Asteroid unter Beschuss
Der rund 900 Meter große Asteroid Ryugu ist lediglich neun Millionen Jahre alt – seine Oberfläche vermutlich sogar jünger als 100 000 Jahre. Zu diesem Ergebnis kommt ein internationales Forscherteam, nachdem es die beim Einschlag eines künstlichen Projektils von der japanischen Raumsonde Hayabusa 2 durchgeführten Messungen auswertete. Im April 2019 hatte das zweieinhalb Kilogramm schwere Kupferprojektil einen zehn Meter großen Krater in die Oberfläche des erdnahen Asteroiden geschlagen, berichten die Wissenschaftler im Fachblatt „Science“.
Ryugu ist ähnlich weit von der Sonne entfernt wie die Erde und kreuzt auf seinem Orbit sogar die Umlaufbahn der Erde.

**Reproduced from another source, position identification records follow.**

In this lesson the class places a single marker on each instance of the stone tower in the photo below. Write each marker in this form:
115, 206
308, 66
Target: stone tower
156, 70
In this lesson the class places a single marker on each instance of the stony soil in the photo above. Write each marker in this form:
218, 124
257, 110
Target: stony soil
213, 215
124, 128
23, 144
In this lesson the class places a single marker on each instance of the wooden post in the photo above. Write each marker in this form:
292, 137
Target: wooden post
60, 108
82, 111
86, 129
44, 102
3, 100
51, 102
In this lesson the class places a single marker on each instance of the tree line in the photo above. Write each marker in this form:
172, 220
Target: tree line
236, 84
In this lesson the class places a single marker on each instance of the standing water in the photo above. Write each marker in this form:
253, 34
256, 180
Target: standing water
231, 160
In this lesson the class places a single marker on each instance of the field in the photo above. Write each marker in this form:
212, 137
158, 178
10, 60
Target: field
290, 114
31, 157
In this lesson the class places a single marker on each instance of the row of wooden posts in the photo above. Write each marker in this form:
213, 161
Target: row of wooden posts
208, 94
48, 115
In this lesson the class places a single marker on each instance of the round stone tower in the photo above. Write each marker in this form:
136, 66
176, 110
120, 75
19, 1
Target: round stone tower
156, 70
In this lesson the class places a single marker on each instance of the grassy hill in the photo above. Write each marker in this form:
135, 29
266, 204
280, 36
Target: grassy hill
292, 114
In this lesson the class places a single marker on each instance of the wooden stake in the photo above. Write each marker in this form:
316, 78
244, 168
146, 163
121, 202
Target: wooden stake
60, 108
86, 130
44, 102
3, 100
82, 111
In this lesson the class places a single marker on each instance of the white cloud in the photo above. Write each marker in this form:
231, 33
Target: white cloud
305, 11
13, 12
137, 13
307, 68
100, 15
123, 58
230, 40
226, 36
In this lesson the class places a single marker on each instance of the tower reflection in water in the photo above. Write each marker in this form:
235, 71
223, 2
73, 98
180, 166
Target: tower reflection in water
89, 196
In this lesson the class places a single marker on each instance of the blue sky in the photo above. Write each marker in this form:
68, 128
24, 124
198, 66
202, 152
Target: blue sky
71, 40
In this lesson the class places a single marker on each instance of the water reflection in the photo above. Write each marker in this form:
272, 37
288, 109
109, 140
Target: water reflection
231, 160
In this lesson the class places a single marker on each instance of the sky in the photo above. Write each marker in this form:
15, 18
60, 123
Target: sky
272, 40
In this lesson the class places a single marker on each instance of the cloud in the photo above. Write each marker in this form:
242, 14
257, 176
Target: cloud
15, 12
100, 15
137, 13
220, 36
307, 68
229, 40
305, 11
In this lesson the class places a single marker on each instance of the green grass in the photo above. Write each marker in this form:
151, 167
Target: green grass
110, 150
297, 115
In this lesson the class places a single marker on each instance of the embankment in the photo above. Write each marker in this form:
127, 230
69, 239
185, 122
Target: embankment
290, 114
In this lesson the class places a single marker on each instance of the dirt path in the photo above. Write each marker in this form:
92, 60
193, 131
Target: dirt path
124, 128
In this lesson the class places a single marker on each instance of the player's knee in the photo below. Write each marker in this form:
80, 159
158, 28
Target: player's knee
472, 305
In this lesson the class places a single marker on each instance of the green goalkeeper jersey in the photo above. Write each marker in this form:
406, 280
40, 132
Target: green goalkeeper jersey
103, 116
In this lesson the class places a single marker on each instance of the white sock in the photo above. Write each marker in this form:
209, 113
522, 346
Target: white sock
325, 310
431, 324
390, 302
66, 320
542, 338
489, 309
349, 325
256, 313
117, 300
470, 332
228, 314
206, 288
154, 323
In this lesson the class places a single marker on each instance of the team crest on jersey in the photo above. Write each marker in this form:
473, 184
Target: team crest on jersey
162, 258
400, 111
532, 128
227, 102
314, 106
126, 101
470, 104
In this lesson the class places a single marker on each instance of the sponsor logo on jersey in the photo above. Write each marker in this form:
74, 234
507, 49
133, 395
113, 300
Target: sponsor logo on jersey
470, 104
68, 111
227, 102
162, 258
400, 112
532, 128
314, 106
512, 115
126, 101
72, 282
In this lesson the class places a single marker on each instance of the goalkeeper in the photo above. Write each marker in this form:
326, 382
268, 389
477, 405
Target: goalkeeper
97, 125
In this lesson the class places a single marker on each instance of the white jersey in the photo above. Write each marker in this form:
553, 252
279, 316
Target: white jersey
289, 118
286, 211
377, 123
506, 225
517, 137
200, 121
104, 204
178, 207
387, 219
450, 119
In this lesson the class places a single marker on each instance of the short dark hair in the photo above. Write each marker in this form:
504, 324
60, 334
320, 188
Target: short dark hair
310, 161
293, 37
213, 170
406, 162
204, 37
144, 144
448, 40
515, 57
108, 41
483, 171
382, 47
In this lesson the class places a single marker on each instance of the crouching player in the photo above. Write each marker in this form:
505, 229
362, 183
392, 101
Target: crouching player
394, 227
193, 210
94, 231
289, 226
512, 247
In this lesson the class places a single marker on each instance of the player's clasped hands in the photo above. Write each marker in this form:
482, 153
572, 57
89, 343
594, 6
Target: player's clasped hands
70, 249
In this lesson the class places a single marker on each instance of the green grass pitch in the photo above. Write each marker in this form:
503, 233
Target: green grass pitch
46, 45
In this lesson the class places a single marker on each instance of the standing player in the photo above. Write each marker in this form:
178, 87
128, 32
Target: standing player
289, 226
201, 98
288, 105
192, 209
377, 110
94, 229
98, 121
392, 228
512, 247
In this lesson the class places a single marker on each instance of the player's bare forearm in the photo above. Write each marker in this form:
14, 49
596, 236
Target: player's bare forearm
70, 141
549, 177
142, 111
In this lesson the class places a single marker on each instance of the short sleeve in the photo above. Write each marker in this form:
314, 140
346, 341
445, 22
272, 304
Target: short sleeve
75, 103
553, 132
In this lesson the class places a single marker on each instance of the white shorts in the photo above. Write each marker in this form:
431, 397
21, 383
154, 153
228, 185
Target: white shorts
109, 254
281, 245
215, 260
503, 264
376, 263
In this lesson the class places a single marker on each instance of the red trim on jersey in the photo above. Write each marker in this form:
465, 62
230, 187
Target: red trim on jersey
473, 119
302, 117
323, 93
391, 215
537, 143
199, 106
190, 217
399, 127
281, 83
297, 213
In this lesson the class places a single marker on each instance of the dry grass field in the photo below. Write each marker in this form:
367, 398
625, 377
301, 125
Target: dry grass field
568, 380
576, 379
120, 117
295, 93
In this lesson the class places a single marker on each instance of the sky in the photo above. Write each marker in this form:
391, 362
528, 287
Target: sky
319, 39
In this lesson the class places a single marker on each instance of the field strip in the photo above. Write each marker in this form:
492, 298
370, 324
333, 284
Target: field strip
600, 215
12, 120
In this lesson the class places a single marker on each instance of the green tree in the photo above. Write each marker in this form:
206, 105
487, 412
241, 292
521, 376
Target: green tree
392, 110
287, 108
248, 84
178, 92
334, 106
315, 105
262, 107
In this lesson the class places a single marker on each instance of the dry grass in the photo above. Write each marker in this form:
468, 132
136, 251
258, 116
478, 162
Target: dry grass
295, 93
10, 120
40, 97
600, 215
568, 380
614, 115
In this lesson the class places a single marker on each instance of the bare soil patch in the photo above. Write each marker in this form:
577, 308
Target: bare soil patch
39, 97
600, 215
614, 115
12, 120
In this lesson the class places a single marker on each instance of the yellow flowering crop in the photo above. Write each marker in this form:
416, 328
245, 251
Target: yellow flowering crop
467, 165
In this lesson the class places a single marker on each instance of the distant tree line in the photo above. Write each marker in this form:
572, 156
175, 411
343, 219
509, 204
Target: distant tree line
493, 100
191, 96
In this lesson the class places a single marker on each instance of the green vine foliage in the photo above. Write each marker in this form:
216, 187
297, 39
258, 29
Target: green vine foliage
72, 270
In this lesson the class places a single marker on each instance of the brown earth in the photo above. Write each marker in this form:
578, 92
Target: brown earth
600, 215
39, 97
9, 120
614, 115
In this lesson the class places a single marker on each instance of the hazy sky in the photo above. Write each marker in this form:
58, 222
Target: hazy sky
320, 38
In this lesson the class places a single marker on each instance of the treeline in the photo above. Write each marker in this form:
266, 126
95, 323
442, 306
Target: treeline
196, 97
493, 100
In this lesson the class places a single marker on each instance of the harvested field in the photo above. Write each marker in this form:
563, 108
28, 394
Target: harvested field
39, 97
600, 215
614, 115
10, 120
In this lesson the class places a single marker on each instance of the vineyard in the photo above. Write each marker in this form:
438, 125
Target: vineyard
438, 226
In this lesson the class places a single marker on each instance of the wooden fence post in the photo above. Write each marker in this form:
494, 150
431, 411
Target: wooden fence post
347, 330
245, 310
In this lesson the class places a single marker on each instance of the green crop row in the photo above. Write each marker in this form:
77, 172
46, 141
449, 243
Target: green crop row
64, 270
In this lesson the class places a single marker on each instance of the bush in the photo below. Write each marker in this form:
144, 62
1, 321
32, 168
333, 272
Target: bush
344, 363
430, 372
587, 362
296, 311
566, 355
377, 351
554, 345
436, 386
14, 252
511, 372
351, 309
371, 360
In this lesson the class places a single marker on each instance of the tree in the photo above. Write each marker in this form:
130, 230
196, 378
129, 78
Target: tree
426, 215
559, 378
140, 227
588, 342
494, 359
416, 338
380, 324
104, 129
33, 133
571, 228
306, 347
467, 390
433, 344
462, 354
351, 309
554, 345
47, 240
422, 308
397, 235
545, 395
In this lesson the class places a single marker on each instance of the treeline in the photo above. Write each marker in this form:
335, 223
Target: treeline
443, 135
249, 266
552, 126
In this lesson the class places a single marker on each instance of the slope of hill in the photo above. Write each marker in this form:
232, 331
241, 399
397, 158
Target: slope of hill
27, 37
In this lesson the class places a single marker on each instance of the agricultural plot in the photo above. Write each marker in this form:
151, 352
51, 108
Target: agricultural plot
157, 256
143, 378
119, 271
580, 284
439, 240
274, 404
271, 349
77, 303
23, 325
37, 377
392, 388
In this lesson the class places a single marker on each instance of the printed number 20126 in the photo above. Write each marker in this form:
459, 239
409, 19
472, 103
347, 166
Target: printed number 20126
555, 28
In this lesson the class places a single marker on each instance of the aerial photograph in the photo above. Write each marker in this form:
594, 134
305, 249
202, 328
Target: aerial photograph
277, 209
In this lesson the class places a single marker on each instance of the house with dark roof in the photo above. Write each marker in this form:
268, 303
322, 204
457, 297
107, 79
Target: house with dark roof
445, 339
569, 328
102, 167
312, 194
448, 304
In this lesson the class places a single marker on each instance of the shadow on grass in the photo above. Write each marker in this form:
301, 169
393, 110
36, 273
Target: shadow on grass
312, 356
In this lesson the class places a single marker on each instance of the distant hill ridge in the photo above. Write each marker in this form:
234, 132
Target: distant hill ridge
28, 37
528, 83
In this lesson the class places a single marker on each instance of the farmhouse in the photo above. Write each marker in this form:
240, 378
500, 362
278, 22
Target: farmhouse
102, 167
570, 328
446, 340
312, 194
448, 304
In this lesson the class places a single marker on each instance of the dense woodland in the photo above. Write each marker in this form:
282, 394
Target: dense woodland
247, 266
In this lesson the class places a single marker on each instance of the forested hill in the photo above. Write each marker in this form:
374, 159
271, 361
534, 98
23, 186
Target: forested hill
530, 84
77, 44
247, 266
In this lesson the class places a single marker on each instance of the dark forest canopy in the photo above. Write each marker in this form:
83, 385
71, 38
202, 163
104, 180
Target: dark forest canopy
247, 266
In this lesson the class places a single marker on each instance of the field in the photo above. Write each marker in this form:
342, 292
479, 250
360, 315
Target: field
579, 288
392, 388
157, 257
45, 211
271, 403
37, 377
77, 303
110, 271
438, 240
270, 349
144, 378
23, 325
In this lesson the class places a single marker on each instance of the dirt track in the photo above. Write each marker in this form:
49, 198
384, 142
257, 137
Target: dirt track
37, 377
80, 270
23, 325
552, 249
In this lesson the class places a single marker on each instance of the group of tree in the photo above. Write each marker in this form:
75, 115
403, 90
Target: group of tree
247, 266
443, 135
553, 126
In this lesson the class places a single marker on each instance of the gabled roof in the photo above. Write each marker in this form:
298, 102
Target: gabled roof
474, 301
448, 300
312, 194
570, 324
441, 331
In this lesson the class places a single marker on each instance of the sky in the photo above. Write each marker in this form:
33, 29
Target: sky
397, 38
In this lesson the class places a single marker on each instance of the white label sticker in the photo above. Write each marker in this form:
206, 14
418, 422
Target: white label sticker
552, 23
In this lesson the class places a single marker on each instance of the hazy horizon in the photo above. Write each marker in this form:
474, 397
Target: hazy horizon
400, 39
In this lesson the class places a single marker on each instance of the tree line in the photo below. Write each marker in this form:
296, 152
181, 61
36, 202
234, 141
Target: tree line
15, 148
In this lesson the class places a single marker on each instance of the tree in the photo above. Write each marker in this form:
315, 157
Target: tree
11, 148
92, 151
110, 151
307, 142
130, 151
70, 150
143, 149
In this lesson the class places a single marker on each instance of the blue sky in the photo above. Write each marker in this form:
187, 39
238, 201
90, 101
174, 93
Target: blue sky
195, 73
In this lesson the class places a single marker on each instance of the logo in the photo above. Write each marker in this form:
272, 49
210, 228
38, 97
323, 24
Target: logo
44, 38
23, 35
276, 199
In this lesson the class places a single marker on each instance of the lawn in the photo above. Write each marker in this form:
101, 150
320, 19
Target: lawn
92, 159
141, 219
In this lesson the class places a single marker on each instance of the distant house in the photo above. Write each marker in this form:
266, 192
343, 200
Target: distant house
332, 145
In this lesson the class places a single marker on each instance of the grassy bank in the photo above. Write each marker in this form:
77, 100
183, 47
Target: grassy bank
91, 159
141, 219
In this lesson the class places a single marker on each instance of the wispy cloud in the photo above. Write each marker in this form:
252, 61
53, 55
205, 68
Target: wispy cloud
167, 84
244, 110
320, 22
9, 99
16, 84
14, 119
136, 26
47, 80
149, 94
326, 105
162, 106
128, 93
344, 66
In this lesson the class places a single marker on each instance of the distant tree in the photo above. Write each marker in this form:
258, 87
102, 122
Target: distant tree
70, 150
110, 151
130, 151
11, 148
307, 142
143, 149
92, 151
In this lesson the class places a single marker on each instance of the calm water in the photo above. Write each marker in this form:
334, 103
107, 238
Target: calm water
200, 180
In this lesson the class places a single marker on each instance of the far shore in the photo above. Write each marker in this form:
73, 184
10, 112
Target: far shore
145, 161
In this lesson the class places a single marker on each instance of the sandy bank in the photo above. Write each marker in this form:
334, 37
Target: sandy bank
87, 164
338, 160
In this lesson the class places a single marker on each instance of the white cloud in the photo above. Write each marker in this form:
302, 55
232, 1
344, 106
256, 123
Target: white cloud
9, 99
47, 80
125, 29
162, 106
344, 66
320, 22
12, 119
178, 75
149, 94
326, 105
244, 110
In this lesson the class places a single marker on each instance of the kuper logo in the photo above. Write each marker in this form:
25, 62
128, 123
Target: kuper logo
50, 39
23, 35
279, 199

Die im Dezember 2014 gestartete Raumsonde Hayabusa 2 traf am 27. Juni 2018 bei dem Asteroiden ein und führte dort zahlreiche Untersuchungen durch. „Ryugu gleicht einem Trümmerhaufen“, schildert Masahiko Arakawa von der Universität Kobe in Japan. Denn er bestehe aus locker gepacktem Gestein – den Trümmerstücken zahlloser Kollisionen in der Geschichte des Sonnensystems. Da äußere Einflüsse die Oberfläche des Asteroiden laufend verändern, interessieren sich Forscher insbesondere für unverfälschtes Material aus tieferen Schichten. Das Projektil, das am 5. April 2019 auf Ryugu stürzte, legte diese ursprüngliche Materie frei. Rund drei Monate später entnahm man mithilfe von Hayabusa 2 mehrere Proben am Boden des Einschlagkraters. Die Sonde befindet sich derzeit samt Proben auf der Rückreise zur Erde.
Doch schon jetzt lassen sich wertvolle Informationen aus den Experimenten gewinnen. So zeigt die Größe des Kraters, dass die Oberfläche des Asteroiden allein durch die Schwerkraft und nicht durch Kohäsionskräfte zusammengehalten wird. Dieses Resultat hat erhebliche Konsequenzen für das Alter von Ryugu, das sich anhand der Verteilung von Kratern auf seiner Oberfläche abschätzen lässt. Theoretische Modelle, in denen die Kohäsion dominiert, liefern ein Alter von 160 Millionen Jahren. Dominiert dagegen die Schwerkraft, ergeben die Modelle ein Alter von lediglich neun Millionen Jahren. Der durch den Einschlag entstandene Krater spricht also für einen deutlich jüngeren Himmelskörper, folgern Arakawa und seine Kollegen.
Hayabusa 2 soll die Erde im Dezember 2020 erreichen. Dann wirft die Sonde einen Behälter mit den gesammelten Gesteinsproben ab, der – wenn alles nach Plan läuft – mit einem Fallschirm in Australien niedergeht. Die Bodenproben sollen anschließend in einer speziellen Einrichtung in Japan analysiert werden. Kleine Mengen stehen auf Anfrage aber auch Forschern in aller Welt zur Verfügung.